ControlAudio: Tackling Text-Guided, Timing-Indicated and Intelligible Audio Generation via Progressive Diffusion Modeling¶
Conference: ACL 2026
arXiv: 2510.08878
Code: Project Page
Area: Image Generation
Keywords: Text-to-Audio, Temporal Control, Intelligible Speech, Progressive Diffusion, DiT
TL;DR¶
This paper proposes ControlAudio, a unified progressive diffusion modeling framework that achieves three capabilities—text-guided generation, precise temporal control, and intelligible speech synthesis—within a single diffusion model through three-stage progressive training (TTA pretraining → temporal control fine-tuning → joint temporal+intelligible speech training) and progressive guidance sampling, significantly outperforming existing methods in temporal precision and speech intelligibility.
Background & Motivation¶
Background: Text-to-audio (TTA) generation has achieved significant progress through large-scale diffusion models. Recent research has begun exploring fine-grained control: one line of work achieves precise temporal control (e.g., "bird chirping, 2-5 seconds"), while another enables intelligible speech generation (audio containing clearly distinguishable speech content).
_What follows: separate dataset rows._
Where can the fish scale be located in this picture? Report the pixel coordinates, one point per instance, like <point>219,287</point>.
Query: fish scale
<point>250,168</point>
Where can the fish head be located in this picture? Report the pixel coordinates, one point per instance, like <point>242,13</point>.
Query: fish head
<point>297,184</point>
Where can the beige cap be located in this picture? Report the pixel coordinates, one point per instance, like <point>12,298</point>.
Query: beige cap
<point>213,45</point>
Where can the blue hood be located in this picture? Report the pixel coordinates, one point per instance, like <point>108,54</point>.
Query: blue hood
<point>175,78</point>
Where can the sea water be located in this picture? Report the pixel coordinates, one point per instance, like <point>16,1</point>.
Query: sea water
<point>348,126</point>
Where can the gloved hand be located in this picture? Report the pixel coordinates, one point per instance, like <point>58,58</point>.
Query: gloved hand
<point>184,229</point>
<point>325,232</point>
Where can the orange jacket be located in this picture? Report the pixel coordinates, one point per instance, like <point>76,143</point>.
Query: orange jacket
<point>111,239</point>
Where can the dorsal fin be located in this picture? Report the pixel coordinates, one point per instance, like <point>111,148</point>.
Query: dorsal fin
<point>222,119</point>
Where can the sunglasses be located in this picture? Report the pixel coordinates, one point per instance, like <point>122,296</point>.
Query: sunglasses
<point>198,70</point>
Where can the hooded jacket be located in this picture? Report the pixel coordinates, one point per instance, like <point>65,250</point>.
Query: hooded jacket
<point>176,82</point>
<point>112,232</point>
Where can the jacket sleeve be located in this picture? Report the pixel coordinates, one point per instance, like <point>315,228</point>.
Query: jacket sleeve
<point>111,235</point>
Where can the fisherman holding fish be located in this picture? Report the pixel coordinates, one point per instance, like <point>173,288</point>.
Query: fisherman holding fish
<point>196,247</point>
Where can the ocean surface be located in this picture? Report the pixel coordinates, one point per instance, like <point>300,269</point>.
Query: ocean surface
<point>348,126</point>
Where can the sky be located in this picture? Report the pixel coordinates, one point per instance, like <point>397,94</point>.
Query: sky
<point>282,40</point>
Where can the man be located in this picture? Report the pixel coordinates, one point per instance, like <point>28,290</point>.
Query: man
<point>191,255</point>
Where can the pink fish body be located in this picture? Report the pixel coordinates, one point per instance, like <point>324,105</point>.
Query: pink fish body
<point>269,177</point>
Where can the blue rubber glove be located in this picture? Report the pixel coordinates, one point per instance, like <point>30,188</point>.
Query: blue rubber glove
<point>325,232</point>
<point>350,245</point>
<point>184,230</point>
Limitations of Prior Work: (1) Due to scarce large-scale annotated data (datasets containing both temporal annotations and speech transcriptions are extremely limited), controllable TTA remains constrained in performance even after scaling; (2) No prior work has achieved both temporal control and intelligible speech generation within a unified framework; (3) Adding fine-grained control signals often sacrifices generation quality under pure text conditions (catastrophic forgetting); (4) Natural language descriptions of complex multi-event scenarios contain ambiguities.
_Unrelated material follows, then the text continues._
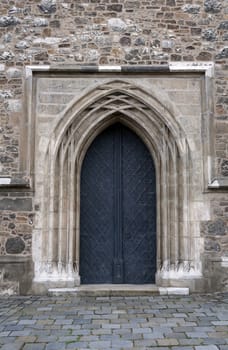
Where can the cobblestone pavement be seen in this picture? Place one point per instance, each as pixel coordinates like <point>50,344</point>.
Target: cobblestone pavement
<point>198,322</point>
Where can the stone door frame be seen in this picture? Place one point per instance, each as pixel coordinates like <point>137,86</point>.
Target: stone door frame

Key Challenge: Controllable TTA requires handling condition signals at multiple granularities (text → temporal → phoneme), but training data at different granularities varies drastically in scale (millions of text-audio pairs vs. tens of thousands of temporal annotations), making direct joint training ineffective.
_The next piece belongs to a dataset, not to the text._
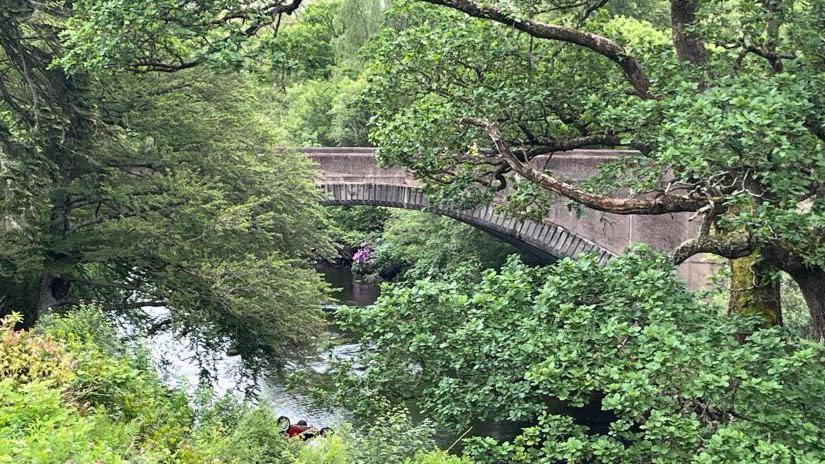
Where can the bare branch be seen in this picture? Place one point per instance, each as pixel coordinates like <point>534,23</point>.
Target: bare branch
<point>599,44</point>
<point>729,246</point>
<point>662,204</point>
Goal: Unify text-guided generation, temporal indication, and intelligible speech capabilities within a single diffusion model without sacrificing individual capabilities.
Key Insight: Model controllable TTA as a multi-task learning problem through progressive diffusion modeling—adopting coarse-to-fine progressive strategies across data construction, model training, and guidance sampling.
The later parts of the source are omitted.